Methods: Case Report and Literature Review.
Results: A 57-year-old male with poorly controlled systemic hypertension (exceeding 200/100 mmHg) experienced progressive visual acuity loss in the left eye over two years, with worsening in the last six months. Slit-Lamp examination revealed neovascularization of the angle in the left eye. Fundoscopy disclosed pale choroidal vessels temporal to the macula of both eyes, as well as additional retinochoroidal findings, such as telangiectatic vessels and a rounded shaped pale subretinal region on the right eye and combined vascular occlusion in the left inferior hemi-retina. Fluorescein and indocyanine angiography showed delayed choroidal perfusion and marked retinal ischemia, consistent with severe Hypertensive Chorioretinopathy.
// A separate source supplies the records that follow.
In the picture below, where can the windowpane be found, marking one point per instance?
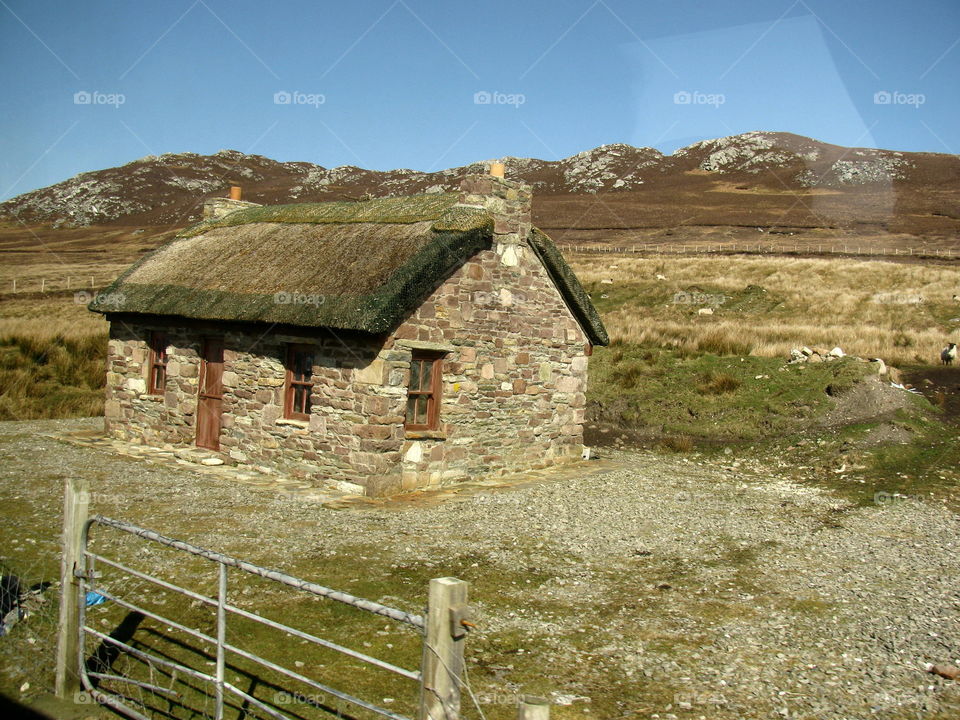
(299, 382)
(158, 363)
(421, 399)
(426, 369)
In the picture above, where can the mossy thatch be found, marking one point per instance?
(357, 266)
(398, 210)
(578, 300)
Initial treatment with monthly intravitreal anti-VEGF injections and PRP led to remission of anterior segment neovascularization, but recurrence occurred after two months, requiring additional anti-VEGF therapy.
Conclusion: The insufficient response to PRP in this case suggests that choroidal ischaemia may not be as amenable to laser treatment as ischaemic retina. Highlighting the importance of regular follow-up, this report underscores the need for comprehensive hypertensive control to prevent vision-threatening outcomes.